All in all - pretty fascinating I think. Imagine how useful that would be to a company like Sony? Using OpenAmplify to parse comments as they come in real time, store them in MongoDB, and provide a live report of the mood on their forums. Even if a bit delayed, it could very well be a critical way to notice when something swings the mood. If customer service reps see a big drop, it could mean some breaking story (oh, like a security issue) that they need to address.

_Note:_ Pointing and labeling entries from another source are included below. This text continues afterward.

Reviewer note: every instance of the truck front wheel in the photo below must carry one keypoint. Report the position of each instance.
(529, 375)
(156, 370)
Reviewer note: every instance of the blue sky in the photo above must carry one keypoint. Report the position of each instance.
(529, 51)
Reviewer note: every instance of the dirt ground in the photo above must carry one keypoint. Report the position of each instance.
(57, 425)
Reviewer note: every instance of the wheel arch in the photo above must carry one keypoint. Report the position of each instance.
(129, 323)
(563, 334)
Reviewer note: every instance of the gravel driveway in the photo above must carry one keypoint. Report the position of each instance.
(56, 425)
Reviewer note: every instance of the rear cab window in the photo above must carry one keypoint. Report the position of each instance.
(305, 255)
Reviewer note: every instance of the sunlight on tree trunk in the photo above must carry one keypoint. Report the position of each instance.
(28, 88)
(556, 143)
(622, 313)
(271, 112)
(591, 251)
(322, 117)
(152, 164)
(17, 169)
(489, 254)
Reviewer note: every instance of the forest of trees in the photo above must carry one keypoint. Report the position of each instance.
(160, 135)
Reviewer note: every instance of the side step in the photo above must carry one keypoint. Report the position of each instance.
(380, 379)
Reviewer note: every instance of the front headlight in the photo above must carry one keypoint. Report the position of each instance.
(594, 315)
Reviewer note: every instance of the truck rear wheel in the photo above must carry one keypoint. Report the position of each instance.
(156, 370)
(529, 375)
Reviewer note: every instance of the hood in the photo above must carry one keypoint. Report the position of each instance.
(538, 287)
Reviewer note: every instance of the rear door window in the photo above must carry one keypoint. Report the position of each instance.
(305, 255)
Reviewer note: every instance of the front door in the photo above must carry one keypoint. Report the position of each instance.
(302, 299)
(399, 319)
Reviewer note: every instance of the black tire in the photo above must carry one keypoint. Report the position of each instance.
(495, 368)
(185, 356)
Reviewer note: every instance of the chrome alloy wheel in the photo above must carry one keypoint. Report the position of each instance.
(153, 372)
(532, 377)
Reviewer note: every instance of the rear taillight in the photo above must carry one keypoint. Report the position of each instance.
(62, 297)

Anyway - I'm pretty darn impressed by MongoDB and the CFMongoDB wrapper. Do I think I'll be using it soon in production? I don't know. I think in this use case it was incredibly well suited. I would have shot myself before attempting to convert that large structure into a set of tables. It's nice to know that when such an issue does rise again, I'll have a good tool to make use of.

Some Final Notes

  • Stalk Marc Esher. No, seriously, do it. I've seen him present 3 times now. The first one was on continuous integration and Hudson. It changed my life. Seriously. The second time was this crap. Epic. Last time it was on ORM (and the issues you encounter). Not new to me, but his presentation did a damn good job of summarizing the issues. I've yet to see him give a bad presentation. Of course, now that I've said this I've probably created unrealistic expectations. ;)

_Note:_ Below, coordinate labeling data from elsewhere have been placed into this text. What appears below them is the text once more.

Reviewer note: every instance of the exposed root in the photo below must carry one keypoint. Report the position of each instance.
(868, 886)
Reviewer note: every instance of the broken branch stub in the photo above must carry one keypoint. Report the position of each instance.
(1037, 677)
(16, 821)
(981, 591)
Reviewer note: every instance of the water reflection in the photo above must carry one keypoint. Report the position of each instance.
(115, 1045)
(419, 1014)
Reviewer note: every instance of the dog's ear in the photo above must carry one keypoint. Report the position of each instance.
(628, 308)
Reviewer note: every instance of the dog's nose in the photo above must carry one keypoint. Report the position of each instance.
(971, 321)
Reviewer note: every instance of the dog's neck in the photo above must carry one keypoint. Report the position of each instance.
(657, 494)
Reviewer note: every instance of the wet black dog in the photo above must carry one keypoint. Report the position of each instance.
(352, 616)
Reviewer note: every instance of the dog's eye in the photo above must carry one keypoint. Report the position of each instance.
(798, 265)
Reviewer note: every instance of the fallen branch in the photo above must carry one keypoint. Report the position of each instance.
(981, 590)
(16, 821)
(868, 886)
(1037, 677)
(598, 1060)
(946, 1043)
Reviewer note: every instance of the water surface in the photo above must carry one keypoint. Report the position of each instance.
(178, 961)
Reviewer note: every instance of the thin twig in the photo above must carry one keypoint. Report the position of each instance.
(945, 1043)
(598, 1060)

  • Run MongoDB at the command line and pay attention to it. You can actually output debug messages to the console while working and I found that to be very helpful to my testing.

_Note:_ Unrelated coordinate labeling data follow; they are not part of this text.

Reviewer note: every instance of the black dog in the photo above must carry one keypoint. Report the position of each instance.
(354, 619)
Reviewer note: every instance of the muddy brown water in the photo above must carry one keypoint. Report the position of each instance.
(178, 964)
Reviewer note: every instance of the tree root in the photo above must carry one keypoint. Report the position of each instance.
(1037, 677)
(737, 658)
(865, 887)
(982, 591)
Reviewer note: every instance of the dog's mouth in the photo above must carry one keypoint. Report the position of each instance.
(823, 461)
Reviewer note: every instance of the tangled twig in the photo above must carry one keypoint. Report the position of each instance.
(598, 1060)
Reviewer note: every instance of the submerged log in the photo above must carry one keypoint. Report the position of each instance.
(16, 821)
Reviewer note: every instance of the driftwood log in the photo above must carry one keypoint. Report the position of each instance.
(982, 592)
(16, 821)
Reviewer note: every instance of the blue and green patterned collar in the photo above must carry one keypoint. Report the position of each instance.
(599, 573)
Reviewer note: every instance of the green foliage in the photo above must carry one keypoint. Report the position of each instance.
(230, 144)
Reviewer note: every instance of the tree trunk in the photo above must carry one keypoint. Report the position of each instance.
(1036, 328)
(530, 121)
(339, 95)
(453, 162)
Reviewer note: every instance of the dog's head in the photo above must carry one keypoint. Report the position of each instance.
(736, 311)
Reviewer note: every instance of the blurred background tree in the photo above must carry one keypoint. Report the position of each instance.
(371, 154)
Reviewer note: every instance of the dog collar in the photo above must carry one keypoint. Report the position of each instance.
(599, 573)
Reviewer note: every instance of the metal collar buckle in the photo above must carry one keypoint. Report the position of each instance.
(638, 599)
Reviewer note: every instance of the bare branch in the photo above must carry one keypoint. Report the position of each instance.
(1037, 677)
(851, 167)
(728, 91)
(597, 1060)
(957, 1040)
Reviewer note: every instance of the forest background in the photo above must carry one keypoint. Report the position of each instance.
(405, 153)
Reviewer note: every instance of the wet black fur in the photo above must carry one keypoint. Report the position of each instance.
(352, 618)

  • I've already linked to the MongoDB docs - but also check out their excellent cookbook.
  • Don't forget the report any issues you have with CFMongoDB. I found a few small bugs while running it so I made sure to actually report them on the Github site. It's amazing how few people actually bother to do so. As an open source developer, let me make it clear. We can't fix bugs we don't know about.